Он пробрался между креслами и вышел в коридор. Эдмунд и Пандора смотрели ему вслед. Когда он скрылся, Эдмунд беззастенчиво занял его место на диване.
— Ах, милый, как тебе не стыдно. Я думала, ты хочешь танцевать.
— Бедняга Роберт. Небось так старался заполучить тебя, а я ему все испортил.
— Лично я не против. Но ты ничего не пьешь.
— Погожу немного. Я уже и так слишком много выпил.
— Бедненький, тебе сегодня досталось. Как Генри?
— Великолепно, если учесть, что ему пришлось перенести.
— Сколько отваги нужно было, чтобы убежать из школы. Вообще, чтобы убежать хоть откуда, нужно ужасно много отваги.
— Ты-то убежала.
— Милый, ты опять об этом? Мы же договорились, что больше не будем.
— Да, прости. Я очень сожалею.
— О чем? Что заговорил об этом?
— Нет. Что все произошло, как произошло. О том, как я поступил. Я так тебе ничего и не объяснил, а теперь уже, наверное, поздно?
— Да, — ответила Пандора. — По-моему, поздновато.
— Ты так меня и не простила?
— Милый Эдмунд, я никого не прощаю. Просто не умею прощать. В моем лексиконе и слова-то такого нет — «прощать». Как я могу кого-то простить, когда я сама за свою жизнь стольких людей заставила горько страдать?
— Это ни при чем тут.
— Почему же? Если ты хочешь поговорить, то давай будем объективны. Ты обещал писать, не терять связи, любить меня всю жизнь… и ни одного из обещаний не исполнил. На тебя это было непохоже — не сдержать данного слова, и я никак не могла понять…
— Если бы я и написал, то лишь о том, что все эти обещания были пустыми словами, и я беру их назад. Вот и откладывал на потом, откладывал, а когда собрался с духом, было уже поздно… Я пошел по самому легкому пути.
— Это и было хуже всего. Я считала, что ты никогда не выбираешь легких путей. Я думала, что хорошо тебя знаю, потому и любила так сильно. И просто не могла поверить, что ты меня не любишь. Я хотела, чтобы ты был мой. Глупо, конечно, но, понимаешь, у меня в жизни всегда было так: чего ни захочу, мне все давали, все позволяли. А тут я хочу, а мне не дают. Непривычно и больно. Я не смогла смириться.
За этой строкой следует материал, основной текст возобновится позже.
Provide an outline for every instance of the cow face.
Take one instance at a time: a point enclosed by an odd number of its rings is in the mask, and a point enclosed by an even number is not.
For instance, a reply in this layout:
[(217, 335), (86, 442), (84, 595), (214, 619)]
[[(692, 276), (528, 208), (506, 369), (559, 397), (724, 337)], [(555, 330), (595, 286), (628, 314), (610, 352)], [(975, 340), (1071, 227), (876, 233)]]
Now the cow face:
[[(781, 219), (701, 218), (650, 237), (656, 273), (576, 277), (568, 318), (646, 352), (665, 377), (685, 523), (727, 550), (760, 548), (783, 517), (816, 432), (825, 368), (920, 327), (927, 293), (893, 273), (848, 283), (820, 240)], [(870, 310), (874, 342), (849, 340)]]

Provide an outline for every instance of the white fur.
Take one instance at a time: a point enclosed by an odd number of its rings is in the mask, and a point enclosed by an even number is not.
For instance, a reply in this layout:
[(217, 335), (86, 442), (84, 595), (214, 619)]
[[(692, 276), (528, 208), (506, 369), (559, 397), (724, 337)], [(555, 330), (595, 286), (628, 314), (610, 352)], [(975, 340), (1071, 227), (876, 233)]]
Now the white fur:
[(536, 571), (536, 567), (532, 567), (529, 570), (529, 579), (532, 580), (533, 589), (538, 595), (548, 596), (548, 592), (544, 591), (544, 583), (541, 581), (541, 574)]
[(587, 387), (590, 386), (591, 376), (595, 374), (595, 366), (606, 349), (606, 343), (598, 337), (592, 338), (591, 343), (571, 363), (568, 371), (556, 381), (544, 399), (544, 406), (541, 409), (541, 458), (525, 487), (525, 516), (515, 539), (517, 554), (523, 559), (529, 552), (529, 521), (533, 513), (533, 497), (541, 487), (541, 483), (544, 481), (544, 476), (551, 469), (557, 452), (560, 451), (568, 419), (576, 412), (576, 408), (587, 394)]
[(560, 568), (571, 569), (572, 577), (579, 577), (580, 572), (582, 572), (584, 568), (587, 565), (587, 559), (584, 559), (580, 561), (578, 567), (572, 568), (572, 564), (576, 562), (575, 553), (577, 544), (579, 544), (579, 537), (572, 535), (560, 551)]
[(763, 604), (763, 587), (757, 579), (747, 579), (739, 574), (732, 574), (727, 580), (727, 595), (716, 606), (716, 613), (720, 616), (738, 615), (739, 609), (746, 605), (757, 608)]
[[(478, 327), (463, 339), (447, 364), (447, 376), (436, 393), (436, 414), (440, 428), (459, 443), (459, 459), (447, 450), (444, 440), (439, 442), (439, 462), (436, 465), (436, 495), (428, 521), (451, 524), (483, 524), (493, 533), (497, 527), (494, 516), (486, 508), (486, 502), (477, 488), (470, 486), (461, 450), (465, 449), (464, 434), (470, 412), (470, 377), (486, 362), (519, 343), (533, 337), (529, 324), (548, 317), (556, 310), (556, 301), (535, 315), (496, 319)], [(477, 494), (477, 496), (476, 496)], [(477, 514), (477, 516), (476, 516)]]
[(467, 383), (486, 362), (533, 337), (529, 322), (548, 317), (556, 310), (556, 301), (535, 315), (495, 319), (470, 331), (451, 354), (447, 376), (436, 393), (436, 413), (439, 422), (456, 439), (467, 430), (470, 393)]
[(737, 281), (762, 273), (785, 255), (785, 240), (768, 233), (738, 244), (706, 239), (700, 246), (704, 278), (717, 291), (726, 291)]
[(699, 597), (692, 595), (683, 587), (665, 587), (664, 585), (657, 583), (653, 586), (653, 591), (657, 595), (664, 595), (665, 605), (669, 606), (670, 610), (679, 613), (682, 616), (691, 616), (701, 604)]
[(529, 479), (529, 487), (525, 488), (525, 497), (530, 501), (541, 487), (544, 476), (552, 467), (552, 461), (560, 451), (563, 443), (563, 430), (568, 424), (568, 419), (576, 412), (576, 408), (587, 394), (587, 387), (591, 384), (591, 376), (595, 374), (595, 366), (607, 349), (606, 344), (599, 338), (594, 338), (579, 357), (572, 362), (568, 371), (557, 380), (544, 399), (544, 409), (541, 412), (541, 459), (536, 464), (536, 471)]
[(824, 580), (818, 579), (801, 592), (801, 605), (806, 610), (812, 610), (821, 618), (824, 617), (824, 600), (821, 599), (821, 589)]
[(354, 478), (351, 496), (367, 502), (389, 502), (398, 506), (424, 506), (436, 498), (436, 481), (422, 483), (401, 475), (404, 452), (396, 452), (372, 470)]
Верила, что непременно случится чудо, и вся твоя прежняя жизнь — переезд в Лондон, женитьба на Каролине, рождение Алексы — все это по волшебству исчезнет, как и не было, уйдет, перечеркнется. Ужасно глупо. Но ведь мне было только восемнадцать, а умом я никогда не отличалась.
— Я виноват.
Она улыбнулась ему, тронула его щеку кончиками пальцев.
— Ты винишь себя за то, что я в жизни натворила? Напрасно. Такая уж я родилась, губительница. Мы с тобой оба это отлично знаем. Не ты, так был бы кто-нибудь другой. Не окажись под рукой Харальда Хогга, богатого до неприличия и пыхтящего от похоти, я бы все равно обязательно сбежала с каким-нибудь другим мужиком. Я не смогла бы дать тебе счастья. Правда, и с Каролиной, по-моему, ты тоже не был счастлив. Но теперь, с Вирджинией, тебе, кажется, наконец, повезло… Для меня это радость.
— А что еще для тебя радость?
— Если бы и знала, все равно бы тебе не призналась.
— Зачем ты приехала в Крой?
— Да так, каприз. Просто нашло на меня. Захотелось повидаться со всеми вами.
— Останешься здесь?
— Едва ли. Не могу долго усидеть на месте, мой милый.
— А меня совесть будет мучить.
— Почему это?
— Не знаю. У нас тут так хорошо.
— У меня тоже. Только иначе.
— И больно, что ты одна.
— Так лучше.
— Здесь, среди нас, ты своя, ты это знаешь?
— Спасибо. Это самое приятное, что ты мог мне сказать. И я хочу, чтобы именно так и было. И чтобы так и осталось.